Between stimulus and response there is a space. In that space is our power to choose our response. In our response lies our growth and our freedom.- Viktor E. Frankl
Here’s a link to a short, fun, and enlightening video from the Conscious Leadership Group which talks about what can happen and how to recognize it: Above the Line/Below the Line.
OK, So What Do I Do About It?
Many people in Security, Healthcare, and Emergency Services have a background in hyper-stressful situations so there’s a tendency to assume you can handle it. And that can be true until you’re in a new environment (like a corporate office) and feeling threatened in ways you aren’t used to (like a Board meeting, an important strategy discussion, or high-stakes presentation).
Further, as our Covid experience progresses through phases, almost all of us will find ourselves in new, challenging, possibly frightening situations.
Find ways to stay present and resourceful; we want to lower the limbic response, stay aware of our options, remind ourselves of the control we have.
Below are some steps you can take at the moment to return to a calmer, more centered place when stressed:
- Breathe- yes, deep breathing can have a remarkable impact. Here’s a link to a technique called Box Breathing- it takes about 30 seconds, it’s easy, and no one in the room needs to know you’re doing it: Box Breathing to reduce stress
- Remind yourself of your strengths and your experience. When have you moved through challenging times in the past? And what within you allowed to succeed in those situations?
- Bring yourself back to the moment. Fear can be described as ‘energy focused on things in the future we cannot control’.So, one technique is to refocus your thoughts on what is right in front of you. Consider: Why am I feeling this way right now? How can I return to calm? What is one step I can take right now to help resolve the situation? Fear tends to freeze us so getting into positive action can be helpful. Oftentimes, stress is created when we feel we’ve lost control. A simple strategy is to remind yourself what you have control over. A technique: make a list, on paper if possible but even in your head, of the things you have control over, the areas where you have the ability to make decisions and have authority over your life. By redirecting your energy toward what you can control vs. everything in the world you cannot, you often can get back on track.
- Look for a way to help someone else, even for a short time. By focusing outward on the welfare of others, we can often change how we’re perceiving our own situation.

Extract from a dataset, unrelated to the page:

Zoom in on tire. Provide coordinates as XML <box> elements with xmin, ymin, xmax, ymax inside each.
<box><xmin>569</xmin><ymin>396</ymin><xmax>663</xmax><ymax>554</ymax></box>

- Self-compassion- this sounds squishy, I know. But give yourself a break. We all feel stress and we all stress about different things. So, let go of the self-talk that says you’re weak if you are having a hard time focusing; that’s just a story and it isn’t helpful. In fact, you’re being human.
Vanquishing the Evil
As a leader, one evil appears when you do not recognize that you can control and alleviate the stress of others. When you don't recognize that it’s been prolonged without rest. When you don't recognize that it’s an expected characteristic of the environment that you create and allow. So, leaders need to look at the experience they're creating for their teams and look for ways to reduce stress and suffering.
So, the (capital E) EVIL, in this case, isn’t the stress; it’s our desire to ignore it when things feel wrong. When we learn how to avoid being triggered, when we’re able to stay calm in new and challenging situations, when we stay quick in our thinking, When we see others struggling and we are present for them, even if we cannot solve the issue for them. THEN we are growing as human beings and able to lead from a more powerful and authentic and inspiring place.